Famed psychiatrist takes in feral child, the newspaper reads.
Needless to say, the girl grows increasingly miserable. The humans don’t understand why their methods are not working. It’s a sad and frustrating time for everyone. At the end of the story *SPOILER ALERT* she freaks out, destroys the house, and goes back to the forest taking the resident dog and cat along with her.
The gift of this book touched me, specifically the inscription, but I don’t think I realized how poignant it actually was. I am often flippantly called a “free spirit” to which I try and conceal a dramatic eye roll. I have accustomed to tuning out once assigned this noun, feeling as though the assigner is satisfied with cursory classifications or labels. Thus, it took me almost four years, up to the moment of writing this essay, to truly see myself in this story. The gift was prescient in nature. It took me feeling (re)captured, as an adult, to understand the wreckage I leave and why.
The inscription my teacher/mentor/friend wrote on the inside cover said I reminded her of how she once was when she was younger. She told me I can always come home. That sentence hit something inside of me that was covered in cobwebs moments before reading it. She saw the past, present, and future and was able to deliver it to me in a language I could speak… or would eventually speak. Women are remarkable in this way.
The story ends—
No one remembered how she left, but everyone knew it was right.

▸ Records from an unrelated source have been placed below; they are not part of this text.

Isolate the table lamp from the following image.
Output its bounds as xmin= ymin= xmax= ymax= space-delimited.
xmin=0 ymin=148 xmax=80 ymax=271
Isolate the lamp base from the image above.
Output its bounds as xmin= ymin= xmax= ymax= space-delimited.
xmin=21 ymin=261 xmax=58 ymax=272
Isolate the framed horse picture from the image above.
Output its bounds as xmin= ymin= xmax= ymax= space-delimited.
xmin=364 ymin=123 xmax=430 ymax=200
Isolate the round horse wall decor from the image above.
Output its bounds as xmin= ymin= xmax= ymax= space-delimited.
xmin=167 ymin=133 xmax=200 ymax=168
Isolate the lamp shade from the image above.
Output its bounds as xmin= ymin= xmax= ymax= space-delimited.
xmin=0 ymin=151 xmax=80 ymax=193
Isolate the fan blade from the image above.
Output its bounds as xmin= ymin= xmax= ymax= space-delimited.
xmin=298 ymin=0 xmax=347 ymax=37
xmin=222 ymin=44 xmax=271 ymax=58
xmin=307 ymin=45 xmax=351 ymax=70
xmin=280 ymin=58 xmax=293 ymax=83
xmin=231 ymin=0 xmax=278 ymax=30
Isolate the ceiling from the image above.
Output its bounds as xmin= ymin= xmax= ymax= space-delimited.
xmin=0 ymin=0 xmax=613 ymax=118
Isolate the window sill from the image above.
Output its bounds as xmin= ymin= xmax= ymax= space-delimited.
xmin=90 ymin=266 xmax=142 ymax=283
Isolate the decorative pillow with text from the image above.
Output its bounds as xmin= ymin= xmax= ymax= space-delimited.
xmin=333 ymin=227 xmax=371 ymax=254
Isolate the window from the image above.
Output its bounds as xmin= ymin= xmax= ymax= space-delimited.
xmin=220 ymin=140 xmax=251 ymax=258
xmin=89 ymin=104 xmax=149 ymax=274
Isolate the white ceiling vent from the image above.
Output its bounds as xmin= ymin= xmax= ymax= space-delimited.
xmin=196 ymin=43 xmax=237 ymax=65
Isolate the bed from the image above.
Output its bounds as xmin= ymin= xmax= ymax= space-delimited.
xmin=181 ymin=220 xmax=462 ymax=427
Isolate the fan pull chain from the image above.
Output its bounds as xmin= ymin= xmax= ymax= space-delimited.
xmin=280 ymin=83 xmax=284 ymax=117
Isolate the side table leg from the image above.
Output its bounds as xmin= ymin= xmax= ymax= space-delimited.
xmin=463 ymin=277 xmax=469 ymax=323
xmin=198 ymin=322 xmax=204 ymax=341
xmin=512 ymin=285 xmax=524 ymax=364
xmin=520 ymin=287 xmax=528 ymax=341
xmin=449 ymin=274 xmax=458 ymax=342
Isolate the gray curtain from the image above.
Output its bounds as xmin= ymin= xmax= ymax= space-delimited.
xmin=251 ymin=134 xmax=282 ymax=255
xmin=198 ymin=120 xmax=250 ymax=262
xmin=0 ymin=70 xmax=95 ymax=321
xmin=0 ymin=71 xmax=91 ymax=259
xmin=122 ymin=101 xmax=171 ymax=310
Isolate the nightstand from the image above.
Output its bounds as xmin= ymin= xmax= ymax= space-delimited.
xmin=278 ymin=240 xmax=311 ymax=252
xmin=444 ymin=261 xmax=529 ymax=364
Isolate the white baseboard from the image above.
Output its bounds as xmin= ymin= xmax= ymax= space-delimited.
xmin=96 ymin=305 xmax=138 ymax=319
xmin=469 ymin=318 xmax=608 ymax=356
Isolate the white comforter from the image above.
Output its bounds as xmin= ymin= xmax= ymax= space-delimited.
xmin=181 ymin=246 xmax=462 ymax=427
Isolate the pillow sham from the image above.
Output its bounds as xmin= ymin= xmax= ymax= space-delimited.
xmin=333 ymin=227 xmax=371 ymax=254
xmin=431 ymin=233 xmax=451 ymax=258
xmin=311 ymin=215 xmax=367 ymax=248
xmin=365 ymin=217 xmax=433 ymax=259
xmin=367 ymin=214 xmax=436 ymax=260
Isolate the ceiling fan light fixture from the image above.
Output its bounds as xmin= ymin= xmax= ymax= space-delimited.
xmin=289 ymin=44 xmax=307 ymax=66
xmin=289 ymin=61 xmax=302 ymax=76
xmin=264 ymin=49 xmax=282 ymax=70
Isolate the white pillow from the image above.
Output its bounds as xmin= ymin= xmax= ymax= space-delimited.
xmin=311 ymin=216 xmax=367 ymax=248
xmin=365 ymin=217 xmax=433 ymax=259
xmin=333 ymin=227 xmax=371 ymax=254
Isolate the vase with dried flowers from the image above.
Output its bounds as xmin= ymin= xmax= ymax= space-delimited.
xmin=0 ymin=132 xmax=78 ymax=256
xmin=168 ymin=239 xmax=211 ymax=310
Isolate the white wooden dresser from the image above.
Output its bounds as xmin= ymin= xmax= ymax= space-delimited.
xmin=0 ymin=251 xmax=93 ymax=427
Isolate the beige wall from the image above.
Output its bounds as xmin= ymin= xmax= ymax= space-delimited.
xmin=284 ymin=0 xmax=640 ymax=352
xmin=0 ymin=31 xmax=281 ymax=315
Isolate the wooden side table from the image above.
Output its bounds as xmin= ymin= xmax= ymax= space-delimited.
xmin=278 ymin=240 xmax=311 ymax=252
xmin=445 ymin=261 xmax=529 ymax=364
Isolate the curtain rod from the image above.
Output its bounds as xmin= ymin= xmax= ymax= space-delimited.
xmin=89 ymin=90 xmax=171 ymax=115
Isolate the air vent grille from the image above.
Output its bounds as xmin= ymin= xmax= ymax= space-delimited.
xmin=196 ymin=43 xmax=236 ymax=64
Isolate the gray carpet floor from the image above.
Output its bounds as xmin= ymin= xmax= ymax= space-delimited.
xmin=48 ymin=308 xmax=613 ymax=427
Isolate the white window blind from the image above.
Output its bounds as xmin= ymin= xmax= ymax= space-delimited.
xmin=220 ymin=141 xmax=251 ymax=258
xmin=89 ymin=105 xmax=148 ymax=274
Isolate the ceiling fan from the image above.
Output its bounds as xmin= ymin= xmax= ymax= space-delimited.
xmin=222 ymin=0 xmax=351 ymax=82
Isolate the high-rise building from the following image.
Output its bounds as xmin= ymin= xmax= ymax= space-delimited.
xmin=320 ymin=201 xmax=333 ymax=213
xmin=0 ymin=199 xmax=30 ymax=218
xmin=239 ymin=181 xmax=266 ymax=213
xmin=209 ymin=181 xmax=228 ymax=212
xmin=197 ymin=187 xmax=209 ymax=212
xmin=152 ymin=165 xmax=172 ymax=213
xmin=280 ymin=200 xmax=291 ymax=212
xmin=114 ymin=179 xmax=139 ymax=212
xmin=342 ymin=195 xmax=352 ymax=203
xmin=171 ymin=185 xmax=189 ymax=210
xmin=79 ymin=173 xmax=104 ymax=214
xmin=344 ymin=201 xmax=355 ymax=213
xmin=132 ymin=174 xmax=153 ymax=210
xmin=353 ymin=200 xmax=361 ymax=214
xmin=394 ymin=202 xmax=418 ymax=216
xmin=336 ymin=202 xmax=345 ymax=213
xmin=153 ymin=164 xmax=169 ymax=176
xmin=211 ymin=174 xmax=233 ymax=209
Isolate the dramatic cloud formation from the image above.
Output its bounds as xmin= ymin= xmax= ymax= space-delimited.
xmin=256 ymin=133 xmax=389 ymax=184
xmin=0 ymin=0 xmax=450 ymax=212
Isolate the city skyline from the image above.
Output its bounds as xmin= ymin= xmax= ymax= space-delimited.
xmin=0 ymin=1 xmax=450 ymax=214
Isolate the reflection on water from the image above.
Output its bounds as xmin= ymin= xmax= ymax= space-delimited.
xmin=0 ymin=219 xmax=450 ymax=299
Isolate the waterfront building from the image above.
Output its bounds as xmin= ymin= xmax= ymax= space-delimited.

I’m not gonna lie, the last page hits different in Spanish:
Porque no se puede domar algo tan felizmente salvaje…
English:
The parts of myself that I am able to see in my friend’s moody sister or in this wild little girl are inconvenient to see. They initially make me shudder at all the expectations I’m not living up to until my brain catches up to the fact that it’s me, hi…. I’m the problem it’s me placing expectations on hypotheticals or rather, creating hypothetical expectations!!
More often than I care to admit I have to remind myself, “Hey Lex, you’re the adult now, remember? You are directing your own life. YOU get to decide what it looks like! Go forth and be merry….. come on you can do it….” but I am made up of many selves and most of them aren’t convinced. Occasionally, however, some of them get on board and those times feel hopeful. Writing helps me weave the Selves together, the convenient and the ugly ones alike. I hope that one day we are able to weave a big basket that holds them all together, snuggling nicely.
And if not, I can always just rip the basket to shreds, along with my clothes, and take off to the forest with nothing but the skin on my back for the rest of my days.